A genetic analysis of urine and prostate tissue of roughly 600 men both with and without prostate cancer was conducted as part of the research. Out of the five species of bacteria discovered by the scientists, three were identified for the first time. These species were associated with the 'rapid progression' of the aggressive cancer cells.
The results of the examination made it easy for the researchers to deduce that the freshly discovered bacteria could be a prospective sign of danger, as men with more than one bacteria species in their prostate or tumor tissue were had high chances of developing an advanced form of prostate cancer in comparison to men who did not, a 2.6 times high chance as reported by the Guardian.
Dr. Hayley Luxton of Prostate Cancer UK, which co-funded the research said, "this is an exciting discovery that has the potential to truly revolutionize treatment for men."
According to an Indian newspaper Indian Express, Dr. Anish Kumar Gupta, andrologist, urologist, urological surgeon, and sexologist, explains that, "prostate cancer remains one of the least talked about cancers in the general public, at least in India.
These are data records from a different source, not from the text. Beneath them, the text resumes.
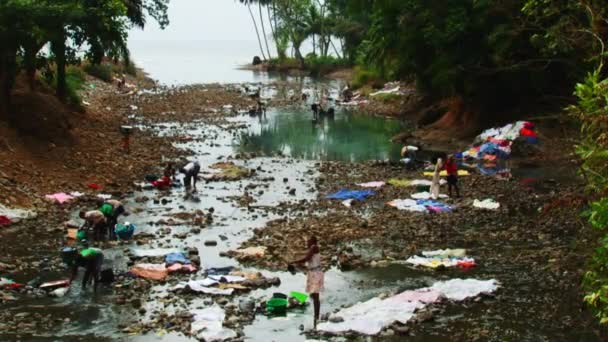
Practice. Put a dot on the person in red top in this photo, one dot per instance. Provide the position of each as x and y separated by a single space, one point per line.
452 170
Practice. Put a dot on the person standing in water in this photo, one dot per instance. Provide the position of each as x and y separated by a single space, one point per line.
314 275
452 170
435 183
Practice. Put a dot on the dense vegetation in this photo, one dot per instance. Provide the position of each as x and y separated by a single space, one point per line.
67 26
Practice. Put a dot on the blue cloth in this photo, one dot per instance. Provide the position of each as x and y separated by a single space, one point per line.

Hence there remains a great deal of confusion surrounding this disease as men either have notions of their own, unsubstantiated by medical information, or change the topic or just joke about it."
Lead scientist Colin Cooper, a professor of cancer genetics at the University of East Anglia, states that it might be possible that the bacteria do not play an active role in the disease. A better explanation will be the example of men with more aggressive prostate cancer that might have an immune system deficiency due to which the bacteria can start growing. However, the research findings have led the scientists to strongly believe that the microbes are involved.
Prof. Cooper says, "if you knew for sure that a species of bacteria was causing prostate cancer, you could work out an antibiotic to remove it and that would prevent progression, one would hope. But this is not as straightforward as it sounds, as there are many complications. Antibiotics don't get into the prostate very well and you would need to choose an antibiotic that only kills certain bacteria."
Prof Rosalind Eeles, a cancer geneticist on the study at the Institute of Cancer Research in London, said it was a "very interesting result" to find "novel micro-organisms" in prostate cancer cases. She adds further that, "it is not yet known if they are causative but if this could be proven then we have a potential route for prevention. The way that we may be able to prove this is to look to see if these organisms are never found in prostate samples which have no cancer."
Dr Luxton believes that since there exists no definite approach to identify such aggressive prostate cancers this study could assist in providing the correct treatment for men. He explains, "if the team can demonstrate that these newly identified bacteria can not only predict, but actually cause aggressive prostate cancer, for the first time we may actually be able to prevent prostate cancer occurring. This would be a huge breakthrough that could save thousands of lives each year."